Keeping a NOTES file

Screenshot of a NOTES file

Sometimes on a project, it feels like everything just flows. The ideas turn into code, the code works properly, it solves your problems and then you hit commit and go to the beach. Unfortunately, especially for more interesting projects, you tend to spend a lot more time being stuck. The key observation to blow this whole thing wide open is just around the next corner, but until then you just bang your head against it and feel dumb.

The best solution I've found for getting over that wall is to talk to someone about it. Unfortunately, using a real person is fairly limiting. Firstly, they have to be familiar with the project, or you have to explain the project to them in enough detail that your problem will make sense. Secondly, in most cases the person you use won't get that much out of it. You're talking for your own sake, not theirs, and ultimately that makes it unsustainable.

The state of the art, then, is Rubber Ducking. That's when you explain your problems to an inanimate object (like a rubber duck) instead of a person. You can assume your rubber duck has good domain knowledge (rubber ducks are notorious generalists), explain the problem whatever way best helps you, and have your epiphany safe in the knowledge that the rubber duck is really chill about just being a means to an end.

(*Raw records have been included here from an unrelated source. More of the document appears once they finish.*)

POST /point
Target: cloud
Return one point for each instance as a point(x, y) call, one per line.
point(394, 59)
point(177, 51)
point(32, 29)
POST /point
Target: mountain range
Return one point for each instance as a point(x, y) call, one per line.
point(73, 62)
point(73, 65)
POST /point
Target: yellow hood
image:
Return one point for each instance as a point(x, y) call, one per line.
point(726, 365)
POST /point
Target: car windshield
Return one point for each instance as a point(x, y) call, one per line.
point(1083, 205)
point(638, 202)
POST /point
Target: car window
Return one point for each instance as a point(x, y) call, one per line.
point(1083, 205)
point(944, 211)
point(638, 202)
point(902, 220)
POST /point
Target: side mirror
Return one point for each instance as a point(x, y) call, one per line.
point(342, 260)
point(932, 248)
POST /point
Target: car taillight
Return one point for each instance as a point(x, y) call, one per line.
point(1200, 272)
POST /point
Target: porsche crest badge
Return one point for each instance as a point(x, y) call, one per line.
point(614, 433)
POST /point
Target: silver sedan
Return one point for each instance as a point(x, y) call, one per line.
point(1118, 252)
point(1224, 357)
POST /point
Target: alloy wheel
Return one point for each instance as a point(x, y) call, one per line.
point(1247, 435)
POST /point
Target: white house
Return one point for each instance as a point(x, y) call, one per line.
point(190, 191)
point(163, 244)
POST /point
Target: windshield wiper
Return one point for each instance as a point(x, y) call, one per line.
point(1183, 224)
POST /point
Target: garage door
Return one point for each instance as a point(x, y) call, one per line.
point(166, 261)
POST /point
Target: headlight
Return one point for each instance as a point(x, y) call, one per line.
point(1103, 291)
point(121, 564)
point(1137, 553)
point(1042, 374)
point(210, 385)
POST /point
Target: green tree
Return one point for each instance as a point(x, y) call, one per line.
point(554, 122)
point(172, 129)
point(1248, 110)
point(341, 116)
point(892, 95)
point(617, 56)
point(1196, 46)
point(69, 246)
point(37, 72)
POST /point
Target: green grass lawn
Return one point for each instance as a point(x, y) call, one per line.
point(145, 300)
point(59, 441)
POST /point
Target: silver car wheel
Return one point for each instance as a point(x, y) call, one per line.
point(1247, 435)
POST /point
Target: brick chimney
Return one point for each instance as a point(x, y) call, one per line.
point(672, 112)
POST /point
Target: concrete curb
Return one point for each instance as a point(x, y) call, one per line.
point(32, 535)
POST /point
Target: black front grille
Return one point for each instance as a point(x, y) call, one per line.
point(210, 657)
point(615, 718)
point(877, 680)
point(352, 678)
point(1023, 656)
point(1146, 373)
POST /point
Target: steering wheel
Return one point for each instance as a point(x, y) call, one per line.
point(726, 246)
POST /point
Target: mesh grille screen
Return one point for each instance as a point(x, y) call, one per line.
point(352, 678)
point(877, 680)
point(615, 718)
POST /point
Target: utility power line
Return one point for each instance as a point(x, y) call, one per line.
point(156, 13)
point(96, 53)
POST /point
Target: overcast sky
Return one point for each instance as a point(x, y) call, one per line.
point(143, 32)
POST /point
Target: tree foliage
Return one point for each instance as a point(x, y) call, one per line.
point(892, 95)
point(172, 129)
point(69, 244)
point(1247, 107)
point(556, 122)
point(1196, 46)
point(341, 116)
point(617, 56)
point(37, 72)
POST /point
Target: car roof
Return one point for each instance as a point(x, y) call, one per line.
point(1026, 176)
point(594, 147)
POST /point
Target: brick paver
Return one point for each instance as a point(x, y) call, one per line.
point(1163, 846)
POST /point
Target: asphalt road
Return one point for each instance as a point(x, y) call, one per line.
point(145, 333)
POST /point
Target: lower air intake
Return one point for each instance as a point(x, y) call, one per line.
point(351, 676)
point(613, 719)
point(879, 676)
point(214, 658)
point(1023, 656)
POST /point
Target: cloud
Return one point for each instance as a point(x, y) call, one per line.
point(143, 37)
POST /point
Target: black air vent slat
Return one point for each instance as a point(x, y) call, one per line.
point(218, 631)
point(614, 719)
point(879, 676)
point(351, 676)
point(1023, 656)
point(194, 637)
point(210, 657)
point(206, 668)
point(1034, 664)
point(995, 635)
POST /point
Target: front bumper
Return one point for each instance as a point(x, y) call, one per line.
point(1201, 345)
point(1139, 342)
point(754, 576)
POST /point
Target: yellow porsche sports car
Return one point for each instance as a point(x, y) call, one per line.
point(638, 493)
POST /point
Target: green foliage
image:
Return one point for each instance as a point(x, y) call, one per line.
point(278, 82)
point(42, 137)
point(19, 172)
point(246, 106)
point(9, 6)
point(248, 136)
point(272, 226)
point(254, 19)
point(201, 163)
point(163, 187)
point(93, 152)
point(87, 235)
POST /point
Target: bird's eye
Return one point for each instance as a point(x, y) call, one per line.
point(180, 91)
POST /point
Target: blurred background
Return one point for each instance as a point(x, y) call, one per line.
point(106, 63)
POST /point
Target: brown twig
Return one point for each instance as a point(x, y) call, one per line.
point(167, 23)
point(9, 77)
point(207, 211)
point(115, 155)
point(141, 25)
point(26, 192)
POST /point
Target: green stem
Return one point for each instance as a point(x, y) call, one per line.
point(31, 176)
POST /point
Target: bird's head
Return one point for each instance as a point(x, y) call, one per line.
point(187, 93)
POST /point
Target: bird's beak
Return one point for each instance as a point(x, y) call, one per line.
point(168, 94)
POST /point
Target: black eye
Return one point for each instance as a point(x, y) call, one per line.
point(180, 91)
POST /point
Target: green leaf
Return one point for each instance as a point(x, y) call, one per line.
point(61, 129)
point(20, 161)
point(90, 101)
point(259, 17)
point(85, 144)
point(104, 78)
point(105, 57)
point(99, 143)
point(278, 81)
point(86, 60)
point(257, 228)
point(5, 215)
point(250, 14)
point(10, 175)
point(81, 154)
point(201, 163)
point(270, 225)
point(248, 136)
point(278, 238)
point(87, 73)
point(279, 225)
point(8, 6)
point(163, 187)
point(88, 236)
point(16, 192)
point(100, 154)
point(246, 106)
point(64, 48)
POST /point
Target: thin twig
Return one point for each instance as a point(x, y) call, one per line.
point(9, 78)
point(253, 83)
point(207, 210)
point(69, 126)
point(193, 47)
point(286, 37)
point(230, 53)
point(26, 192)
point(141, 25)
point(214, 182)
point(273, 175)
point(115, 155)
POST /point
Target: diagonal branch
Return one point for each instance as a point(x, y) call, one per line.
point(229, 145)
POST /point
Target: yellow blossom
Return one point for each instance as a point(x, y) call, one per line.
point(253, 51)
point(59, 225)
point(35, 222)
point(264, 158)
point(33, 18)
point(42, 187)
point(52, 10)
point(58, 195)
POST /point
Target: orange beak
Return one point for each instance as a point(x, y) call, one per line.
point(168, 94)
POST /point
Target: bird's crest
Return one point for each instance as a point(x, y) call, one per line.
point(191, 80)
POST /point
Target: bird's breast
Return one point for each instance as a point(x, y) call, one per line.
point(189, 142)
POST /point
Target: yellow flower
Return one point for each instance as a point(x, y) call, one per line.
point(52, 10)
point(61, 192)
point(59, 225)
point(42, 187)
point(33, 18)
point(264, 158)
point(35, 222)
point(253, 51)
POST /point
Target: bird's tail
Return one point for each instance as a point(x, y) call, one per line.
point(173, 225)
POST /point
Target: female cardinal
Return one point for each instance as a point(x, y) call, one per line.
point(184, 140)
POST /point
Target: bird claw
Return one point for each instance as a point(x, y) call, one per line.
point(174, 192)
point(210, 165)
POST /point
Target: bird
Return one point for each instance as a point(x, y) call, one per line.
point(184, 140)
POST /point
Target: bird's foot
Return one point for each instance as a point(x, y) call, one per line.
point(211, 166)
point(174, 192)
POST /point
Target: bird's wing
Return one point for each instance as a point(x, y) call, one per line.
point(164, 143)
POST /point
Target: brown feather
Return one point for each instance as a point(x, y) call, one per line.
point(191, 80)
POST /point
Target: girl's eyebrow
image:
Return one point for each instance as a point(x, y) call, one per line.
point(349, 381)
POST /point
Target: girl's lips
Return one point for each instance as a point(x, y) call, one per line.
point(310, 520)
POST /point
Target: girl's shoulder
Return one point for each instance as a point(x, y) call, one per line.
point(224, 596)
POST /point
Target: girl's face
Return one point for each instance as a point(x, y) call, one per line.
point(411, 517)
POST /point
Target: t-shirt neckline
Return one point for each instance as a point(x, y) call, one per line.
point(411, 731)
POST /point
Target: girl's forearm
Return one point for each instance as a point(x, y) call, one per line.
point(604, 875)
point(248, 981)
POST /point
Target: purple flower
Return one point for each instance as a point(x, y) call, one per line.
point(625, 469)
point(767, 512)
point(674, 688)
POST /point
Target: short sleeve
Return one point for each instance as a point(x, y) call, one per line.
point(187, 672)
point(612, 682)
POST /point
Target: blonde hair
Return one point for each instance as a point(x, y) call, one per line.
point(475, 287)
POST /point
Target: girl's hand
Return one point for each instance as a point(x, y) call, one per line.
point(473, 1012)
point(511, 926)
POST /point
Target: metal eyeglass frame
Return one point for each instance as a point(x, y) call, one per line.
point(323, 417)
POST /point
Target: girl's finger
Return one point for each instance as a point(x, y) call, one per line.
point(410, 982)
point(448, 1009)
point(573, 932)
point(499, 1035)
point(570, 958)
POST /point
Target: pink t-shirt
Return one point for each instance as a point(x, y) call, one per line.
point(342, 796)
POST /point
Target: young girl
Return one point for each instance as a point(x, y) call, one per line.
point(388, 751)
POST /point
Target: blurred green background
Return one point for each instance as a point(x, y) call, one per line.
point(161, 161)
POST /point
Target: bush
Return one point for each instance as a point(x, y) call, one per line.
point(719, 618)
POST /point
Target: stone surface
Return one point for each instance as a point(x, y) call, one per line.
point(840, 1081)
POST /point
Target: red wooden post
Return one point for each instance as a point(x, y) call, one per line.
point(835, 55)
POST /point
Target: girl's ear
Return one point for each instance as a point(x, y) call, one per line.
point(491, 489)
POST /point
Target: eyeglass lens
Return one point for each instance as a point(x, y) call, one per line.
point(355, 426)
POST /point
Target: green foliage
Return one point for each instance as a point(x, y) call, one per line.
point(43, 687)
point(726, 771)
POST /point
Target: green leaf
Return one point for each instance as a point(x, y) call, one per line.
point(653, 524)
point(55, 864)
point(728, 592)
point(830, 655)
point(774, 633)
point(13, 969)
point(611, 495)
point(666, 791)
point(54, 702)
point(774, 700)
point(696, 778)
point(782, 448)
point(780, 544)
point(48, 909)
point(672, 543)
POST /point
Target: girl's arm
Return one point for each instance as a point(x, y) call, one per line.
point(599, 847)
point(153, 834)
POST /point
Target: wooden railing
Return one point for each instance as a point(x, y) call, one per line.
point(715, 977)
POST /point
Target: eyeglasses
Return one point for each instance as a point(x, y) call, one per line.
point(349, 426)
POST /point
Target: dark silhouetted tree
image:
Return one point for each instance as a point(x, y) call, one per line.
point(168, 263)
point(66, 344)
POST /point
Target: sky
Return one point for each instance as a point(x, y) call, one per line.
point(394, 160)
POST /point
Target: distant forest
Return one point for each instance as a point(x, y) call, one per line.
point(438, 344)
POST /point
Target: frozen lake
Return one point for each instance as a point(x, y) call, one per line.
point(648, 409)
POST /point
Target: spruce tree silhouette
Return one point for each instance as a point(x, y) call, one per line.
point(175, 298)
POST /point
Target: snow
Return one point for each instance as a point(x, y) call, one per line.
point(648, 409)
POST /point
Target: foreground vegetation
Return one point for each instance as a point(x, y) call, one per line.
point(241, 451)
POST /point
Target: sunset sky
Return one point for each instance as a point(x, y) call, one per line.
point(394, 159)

But there are a few issues with talking out your problems that even the mighty duck can't solve. Some people think better in writing than speech. Some problems don't translate well verbally, especially very structural ones. And worst of all, talking doesn't persist anywhere. I find myself running over the same ideas again later on and questioning my reasoning, or coming back to a project after some time away from it and not remembering what I'd decided.

My attempt to solve this, in the great unix tradition of all-caps files like TODO and README, is the NOTES file. When I get stuck, I just open up a NOTES file in my editor and start free-form writing about what I'm stuck on. Sometimes that looks more structural (lists of ideas, example syntax, comparing various API designs) and sometimes it looks more like a self-directed Q&A: "what about X issue?" "how do you solve that while still keeping Y?"

I've found this uniquely helpful. If it doesn't outright solve my problem, it often clarifies it to the point where I know what I need to do to solve it. What's more, I find the NOTES file acts as a great starting point the next time I come back to the project. The latest text makes great background reading so I can get immersed in it again quickly.

If you're stuck on something, I highly recommend giving a NOTES file a try. Worst case scenario, you've accidentally written some documentation.